The accreditation itself was the culmination of many months of hard work - we’ve always aimed to offer excellent service, but working towards CSE gave us an opportunity to look closely at our services, processes and culture, and to make improvements to them where necessary. It was an opportunity for staff from across the three sections of the Directorate to meet, work together and share good practice.

Our approach to the accreditation process was to gather a team of CSE Champions from across the Directorate, and examine each of the criteria to identify how we met - or failed to meet - it. We had a core team who managed overall progress, and undertook the not insignificant task of preparing the documentation for submission and for the assessment visit itself - this work was led by Morag Lehrle, a Project Manager dedicated to this project, and by Jackie Knowles, Head of Customer Services. It was vital that we had buy in at all levels of the organisation.

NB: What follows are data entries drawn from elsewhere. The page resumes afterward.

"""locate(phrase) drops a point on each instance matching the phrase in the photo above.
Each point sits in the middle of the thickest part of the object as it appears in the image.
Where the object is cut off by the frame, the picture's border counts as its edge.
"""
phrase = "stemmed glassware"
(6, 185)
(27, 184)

Over the course of 18 months, we made (or formalised) a number of improvements to ensure that we met the criteria for the award - these included:

  • introduction of Service Standards and a Customer Charter
  • completing a customer segmentation exercise
  • piloting mystery shopping to assess our customer service culture
  • learning about and embedding Customer Journey Mapping techniques
  • beginning work on creating our Service Catalogue

The process of preparing for our assessment was a positive one, and really brought to the surface a large amount of good practice. While the process of preparing our submission was undeniably time consuming, being ready to meet the standard across our various areas of activity didn’t actually generate a lot of extra work, it simply enabled us to close the loop on some work in progress, prioritise improvements in line with customer needs, and find the momentum to finish off and do some things we had identified we wanted to do anyway.

The assessment evaluates documentary evidence provided against 57 different criteria, and also involved the assessor meeting on-site with staff (from the Directorate and elsewhere in the University) and students to discuss their experiences of our services. With over 300 examples of evidence in our written submission and nearly 50 case studies to be shared, we weren’t short of stories to tell!

Our detailed results showed that we had four areas of partial compliance (those aspects where we could make further improvements to what we do), and two areas of compliance plus (things that we should promote and share with others as they are particularly strong areas of good practice). Staff across the Directorate are now all responsible for helping to make the improvements required, and maintaining our overall culture of putting customers at the heart of everything we do. To retain our accreditation we receive an annual revalidation visit, with a full re-accreditation visit every three years. These will usually take place in March each year. Ahead of our revalidation visit in March 2015, we will be working on our areas of partial compliance - in particular, reviewing our complaint handling and ensuring that we are measuring and reporting against our newly agreed standards.

We are particularly proud that we achieved two compliance pluses in our first year of assessment. We were commended for valuing our customer engagement highly and having developed a range of techniques to ensure that customers experiences and views are included. The assessment also identified particular strengths in learning from best practice and our staff being supported in presenting this externally, beyond the University.